Extraction errors for glucose concentration of tissue phantom solutions without albumin.

Actual glucose concentration (mg/dL)	60	80	100	200	300	400	500
Extracted glucose concentration (mg/dL)	58	82	91	193	311	398	492
Error value (mg/dL)	2	2	9	7	11	2	8
Error percentage	2.78%	2.19%	9.36%	3.44%	3.51%	0.59%	1.53%

Table 4

Extraction values of glucose concentration for tissue phantom solutions with different albumin concentrations.

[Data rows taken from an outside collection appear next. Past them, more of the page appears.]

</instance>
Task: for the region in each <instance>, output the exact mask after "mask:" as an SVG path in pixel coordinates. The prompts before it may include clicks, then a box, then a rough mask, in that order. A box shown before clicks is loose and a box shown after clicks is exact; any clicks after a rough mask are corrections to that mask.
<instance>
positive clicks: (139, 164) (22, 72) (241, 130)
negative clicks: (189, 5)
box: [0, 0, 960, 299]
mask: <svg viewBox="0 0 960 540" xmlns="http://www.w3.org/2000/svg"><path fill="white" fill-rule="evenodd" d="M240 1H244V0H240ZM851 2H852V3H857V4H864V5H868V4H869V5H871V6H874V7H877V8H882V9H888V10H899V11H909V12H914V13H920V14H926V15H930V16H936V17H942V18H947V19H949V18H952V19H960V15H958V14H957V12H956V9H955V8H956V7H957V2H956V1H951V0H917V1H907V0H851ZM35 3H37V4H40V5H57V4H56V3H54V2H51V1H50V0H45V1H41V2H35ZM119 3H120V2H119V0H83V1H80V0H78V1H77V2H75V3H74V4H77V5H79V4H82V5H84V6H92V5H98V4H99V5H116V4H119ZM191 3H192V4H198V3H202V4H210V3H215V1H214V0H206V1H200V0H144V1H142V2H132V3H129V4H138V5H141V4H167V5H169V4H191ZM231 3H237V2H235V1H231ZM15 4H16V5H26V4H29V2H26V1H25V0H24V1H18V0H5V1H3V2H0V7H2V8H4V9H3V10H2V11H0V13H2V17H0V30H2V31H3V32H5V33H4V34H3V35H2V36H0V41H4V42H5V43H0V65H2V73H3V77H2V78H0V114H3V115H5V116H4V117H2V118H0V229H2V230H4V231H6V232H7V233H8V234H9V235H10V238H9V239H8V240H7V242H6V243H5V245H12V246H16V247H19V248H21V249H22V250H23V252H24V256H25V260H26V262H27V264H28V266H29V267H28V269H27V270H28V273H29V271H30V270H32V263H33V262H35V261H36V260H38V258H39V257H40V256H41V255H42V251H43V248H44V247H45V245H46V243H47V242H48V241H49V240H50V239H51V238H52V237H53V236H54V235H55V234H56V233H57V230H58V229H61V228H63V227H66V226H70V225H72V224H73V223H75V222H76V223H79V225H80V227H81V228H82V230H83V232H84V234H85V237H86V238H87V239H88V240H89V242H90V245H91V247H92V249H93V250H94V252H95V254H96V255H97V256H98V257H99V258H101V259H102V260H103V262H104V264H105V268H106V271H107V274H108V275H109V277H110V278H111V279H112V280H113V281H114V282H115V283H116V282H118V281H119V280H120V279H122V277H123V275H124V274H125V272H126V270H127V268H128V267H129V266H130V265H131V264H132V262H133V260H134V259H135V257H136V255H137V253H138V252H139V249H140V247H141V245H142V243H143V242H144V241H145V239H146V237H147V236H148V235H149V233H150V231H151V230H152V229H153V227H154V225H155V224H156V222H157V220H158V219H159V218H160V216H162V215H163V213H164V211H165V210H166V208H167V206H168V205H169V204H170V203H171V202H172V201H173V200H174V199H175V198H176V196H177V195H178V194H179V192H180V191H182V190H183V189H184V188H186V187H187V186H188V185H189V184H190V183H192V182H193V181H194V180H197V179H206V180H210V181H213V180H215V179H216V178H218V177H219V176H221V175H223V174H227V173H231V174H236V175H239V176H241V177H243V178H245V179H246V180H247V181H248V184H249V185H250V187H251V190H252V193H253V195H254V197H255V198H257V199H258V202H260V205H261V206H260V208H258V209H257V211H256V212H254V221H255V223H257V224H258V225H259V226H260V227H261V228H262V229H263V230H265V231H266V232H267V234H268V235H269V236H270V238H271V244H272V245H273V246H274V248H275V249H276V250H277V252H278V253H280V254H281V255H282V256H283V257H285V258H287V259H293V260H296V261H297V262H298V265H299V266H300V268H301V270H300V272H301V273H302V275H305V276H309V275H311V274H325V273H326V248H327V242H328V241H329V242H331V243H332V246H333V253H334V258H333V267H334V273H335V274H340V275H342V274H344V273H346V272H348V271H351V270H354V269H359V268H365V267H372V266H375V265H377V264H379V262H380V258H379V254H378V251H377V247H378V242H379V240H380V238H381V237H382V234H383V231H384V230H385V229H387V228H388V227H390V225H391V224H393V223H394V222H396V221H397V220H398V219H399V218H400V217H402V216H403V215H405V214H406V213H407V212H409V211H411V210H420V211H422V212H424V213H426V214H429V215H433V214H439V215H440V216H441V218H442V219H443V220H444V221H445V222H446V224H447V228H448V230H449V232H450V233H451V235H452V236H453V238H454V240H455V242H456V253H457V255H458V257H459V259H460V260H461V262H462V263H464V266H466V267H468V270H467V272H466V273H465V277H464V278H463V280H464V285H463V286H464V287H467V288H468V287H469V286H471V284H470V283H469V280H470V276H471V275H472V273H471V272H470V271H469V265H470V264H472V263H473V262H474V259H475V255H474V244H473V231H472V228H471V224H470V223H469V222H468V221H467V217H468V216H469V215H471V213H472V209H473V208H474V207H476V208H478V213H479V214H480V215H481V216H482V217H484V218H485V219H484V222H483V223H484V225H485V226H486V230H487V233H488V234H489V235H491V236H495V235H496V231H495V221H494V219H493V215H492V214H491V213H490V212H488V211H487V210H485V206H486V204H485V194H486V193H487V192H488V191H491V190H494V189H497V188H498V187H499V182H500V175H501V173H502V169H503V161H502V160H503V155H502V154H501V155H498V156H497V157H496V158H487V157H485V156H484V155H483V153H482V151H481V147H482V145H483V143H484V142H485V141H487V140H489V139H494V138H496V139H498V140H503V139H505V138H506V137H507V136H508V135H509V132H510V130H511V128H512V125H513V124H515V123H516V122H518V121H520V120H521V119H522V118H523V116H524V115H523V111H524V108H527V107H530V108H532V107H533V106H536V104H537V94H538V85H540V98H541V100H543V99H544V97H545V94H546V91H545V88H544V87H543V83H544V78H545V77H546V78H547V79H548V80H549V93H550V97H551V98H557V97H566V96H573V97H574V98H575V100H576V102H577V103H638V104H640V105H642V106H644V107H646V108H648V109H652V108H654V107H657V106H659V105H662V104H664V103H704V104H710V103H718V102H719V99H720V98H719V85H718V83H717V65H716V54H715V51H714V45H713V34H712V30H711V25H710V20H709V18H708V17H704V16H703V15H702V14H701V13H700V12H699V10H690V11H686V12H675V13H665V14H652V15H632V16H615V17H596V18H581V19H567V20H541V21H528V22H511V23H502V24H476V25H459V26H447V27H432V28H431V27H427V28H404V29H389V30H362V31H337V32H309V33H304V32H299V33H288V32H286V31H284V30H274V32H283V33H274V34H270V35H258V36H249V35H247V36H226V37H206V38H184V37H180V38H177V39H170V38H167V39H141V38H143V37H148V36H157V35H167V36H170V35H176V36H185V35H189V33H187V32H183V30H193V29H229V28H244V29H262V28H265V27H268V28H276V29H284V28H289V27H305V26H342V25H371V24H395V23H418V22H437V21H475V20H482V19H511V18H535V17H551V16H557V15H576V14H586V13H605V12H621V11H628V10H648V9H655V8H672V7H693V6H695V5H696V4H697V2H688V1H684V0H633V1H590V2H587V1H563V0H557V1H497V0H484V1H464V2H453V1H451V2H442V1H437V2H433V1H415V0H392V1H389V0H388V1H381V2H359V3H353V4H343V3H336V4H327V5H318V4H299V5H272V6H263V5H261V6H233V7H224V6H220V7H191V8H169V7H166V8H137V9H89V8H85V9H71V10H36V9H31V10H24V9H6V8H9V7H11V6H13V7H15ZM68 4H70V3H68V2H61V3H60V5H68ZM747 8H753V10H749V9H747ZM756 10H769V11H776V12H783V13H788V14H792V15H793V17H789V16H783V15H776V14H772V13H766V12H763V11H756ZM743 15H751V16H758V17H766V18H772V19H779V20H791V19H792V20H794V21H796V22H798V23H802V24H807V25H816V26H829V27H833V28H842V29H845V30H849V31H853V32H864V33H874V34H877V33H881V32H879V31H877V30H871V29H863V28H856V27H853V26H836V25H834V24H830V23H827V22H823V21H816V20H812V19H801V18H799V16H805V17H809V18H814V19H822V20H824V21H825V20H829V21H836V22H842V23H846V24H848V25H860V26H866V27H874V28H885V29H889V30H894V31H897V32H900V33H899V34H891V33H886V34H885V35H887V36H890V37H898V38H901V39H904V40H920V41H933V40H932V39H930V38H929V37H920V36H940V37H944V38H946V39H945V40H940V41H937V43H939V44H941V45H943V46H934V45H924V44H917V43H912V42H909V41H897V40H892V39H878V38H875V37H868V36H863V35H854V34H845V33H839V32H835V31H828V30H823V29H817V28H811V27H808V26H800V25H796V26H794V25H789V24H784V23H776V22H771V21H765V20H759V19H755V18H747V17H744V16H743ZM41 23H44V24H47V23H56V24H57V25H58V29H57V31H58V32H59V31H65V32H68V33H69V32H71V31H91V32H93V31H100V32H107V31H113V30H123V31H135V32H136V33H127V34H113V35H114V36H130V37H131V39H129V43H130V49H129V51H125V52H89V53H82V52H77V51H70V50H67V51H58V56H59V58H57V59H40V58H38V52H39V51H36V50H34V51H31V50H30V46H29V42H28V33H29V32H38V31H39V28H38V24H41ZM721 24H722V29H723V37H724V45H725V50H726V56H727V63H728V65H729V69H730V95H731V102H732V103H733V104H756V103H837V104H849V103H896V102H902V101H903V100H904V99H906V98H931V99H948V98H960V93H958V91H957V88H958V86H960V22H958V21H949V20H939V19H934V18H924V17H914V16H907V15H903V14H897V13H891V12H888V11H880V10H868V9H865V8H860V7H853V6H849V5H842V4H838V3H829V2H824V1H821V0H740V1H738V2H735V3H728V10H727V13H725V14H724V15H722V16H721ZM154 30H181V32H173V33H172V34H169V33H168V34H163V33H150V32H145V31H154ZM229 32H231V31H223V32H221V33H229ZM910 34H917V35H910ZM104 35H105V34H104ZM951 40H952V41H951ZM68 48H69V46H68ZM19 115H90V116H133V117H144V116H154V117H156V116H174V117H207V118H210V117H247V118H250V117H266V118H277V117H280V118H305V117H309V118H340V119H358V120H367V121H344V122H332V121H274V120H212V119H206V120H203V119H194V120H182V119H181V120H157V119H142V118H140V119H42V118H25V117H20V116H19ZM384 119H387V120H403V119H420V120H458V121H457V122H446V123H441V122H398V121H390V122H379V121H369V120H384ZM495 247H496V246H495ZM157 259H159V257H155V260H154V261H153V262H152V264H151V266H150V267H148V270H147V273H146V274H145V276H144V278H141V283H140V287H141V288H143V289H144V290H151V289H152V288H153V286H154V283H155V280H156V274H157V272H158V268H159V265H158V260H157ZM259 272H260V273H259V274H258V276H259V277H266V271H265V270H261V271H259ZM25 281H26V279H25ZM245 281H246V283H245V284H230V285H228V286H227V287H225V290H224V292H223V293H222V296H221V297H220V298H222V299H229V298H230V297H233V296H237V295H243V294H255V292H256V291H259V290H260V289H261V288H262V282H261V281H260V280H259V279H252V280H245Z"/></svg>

Actual glucose concentration (mg/dL)		60	80	100	200	300	400	500
Extracted glucose concentration with albumin	1000 mg/dL	52	70	88	184	276	361	453
	2000 mg/dL	62	72	84	152	233	314	402
	3000 mg/dL	49	55	61	122	214	262	347

4. Conclusions

This study presented an enhanced CD/CB measurement technique based on a dual-retarder Mueller matrix polarimetry system and a gold-based SPR prism coupler in the reflectance configuration. The validity of the proposed method was demonstrated by measuring the circular dichroism (R) and optical rotation angle (γ) of glucose tissue phantom solutions with different glucose and albumin concentrations. The results showed that the circular dichroism increased with both the glucose concentration and albumin concentration. The standard deviation of the measured circular dichroism over four repeated tests was shown to be approximately 1.6 × 10−2. It was additionally shown that the optical rotation angle increased linearly with the glucose concentration. Notably, the results showed that the proposed technique was able to detect the reduction in the glucose concentration caused by protein glycation. The feasibility of the proposed system was demonstrated by comparing the extracted values of the glucose concentration with the known glucose concentrations of the corresponding samples. The results showed that the proposed technique was able to detect glucose with an average error of 5.74 mg/dL over the glucose concentration range of 60~500 mg/dL. Overall, the results confirmed that the proposed technique provides a promising tool for detecting the glucose concentration in real-world biological samples containing albumin, intralipid, and D-Glucose.